Pimlico Race Course will host the 141st edition of the $1.5 million Grade 1 Preakness Stakes (NBC, coverage begins 5 p.m.), the middle jewel of racing’s Triple Crown. Nyquist (3-5), the Kentucky Derby winner and morning line favorite, will look to become the third straight horse, and fourth in five years, to capture the first two legs of racing’s Triple Crown series.
The biggest question of the day is “Can he do it?” The undefeated Nyquist will put his eight-race winning streak on the line at Old Hilltop with plans on heading to New York to become racing’s 13th Triple Crown champion. With rain in the forecast, last year’s 2-year-old champion will face further adversity in his quest for racing’s Holy Grail. Post time for the Preakness is 6:45 p.m.

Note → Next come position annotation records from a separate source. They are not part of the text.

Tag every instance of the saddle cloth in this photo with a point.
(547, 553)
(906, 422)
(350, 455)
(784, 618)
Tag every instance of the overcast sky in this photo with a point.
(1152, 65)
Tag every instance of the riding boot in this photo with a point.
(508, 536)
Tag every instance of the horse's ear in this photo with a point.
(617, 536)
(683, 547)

The top two finishers in the Derby will face off amidst a field of 11 colts in a race that’s been heavily dominated by favorites over the years. Not only have favorites fared well in Baltimore, but horses exiting the Kentucky Derby have won 13 of the last 15 Preaknesses. Bernardini (2006) and Rachel Alexandra (2009) are the only two non-Derby runners to wear the Black-Eyed Susans during that time frame.

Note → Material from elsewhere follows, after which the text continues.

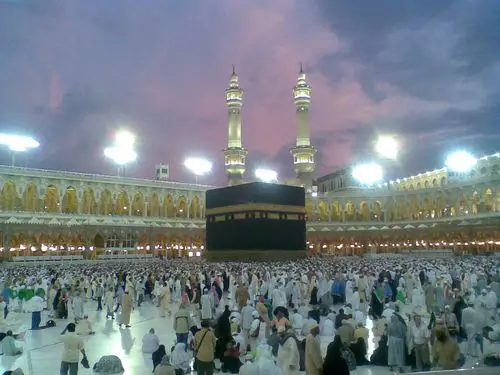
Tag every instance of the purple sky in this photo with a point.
(72, 72)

Trainer Doug O’Neill shipped Nyquist to Maryland from Churchill Downs as soon as the dust settled to get the horse acclimated to Pimlico’s track and surroundings. Team O’Neill planned out the same course as they did in 2012 when I’ll Have Another shipped in early after winning Kentucky Derby 138. He went on to win that year’s Preakness before ultimately suffering an injury on the eve of his Triple Crown attempt.
O’Neill isn’t concerned with the quick two-week return after the Derby because of his light schedule heading into the Derby, completing only two preps, one being a 7-furlong sprint race. “He had five weeks to prepare from the Florida Derby to the Kentucky Derby,” said O’Neill. “Now it’s a quick turnaround. He’s showing all signs that he’s as good as ever.”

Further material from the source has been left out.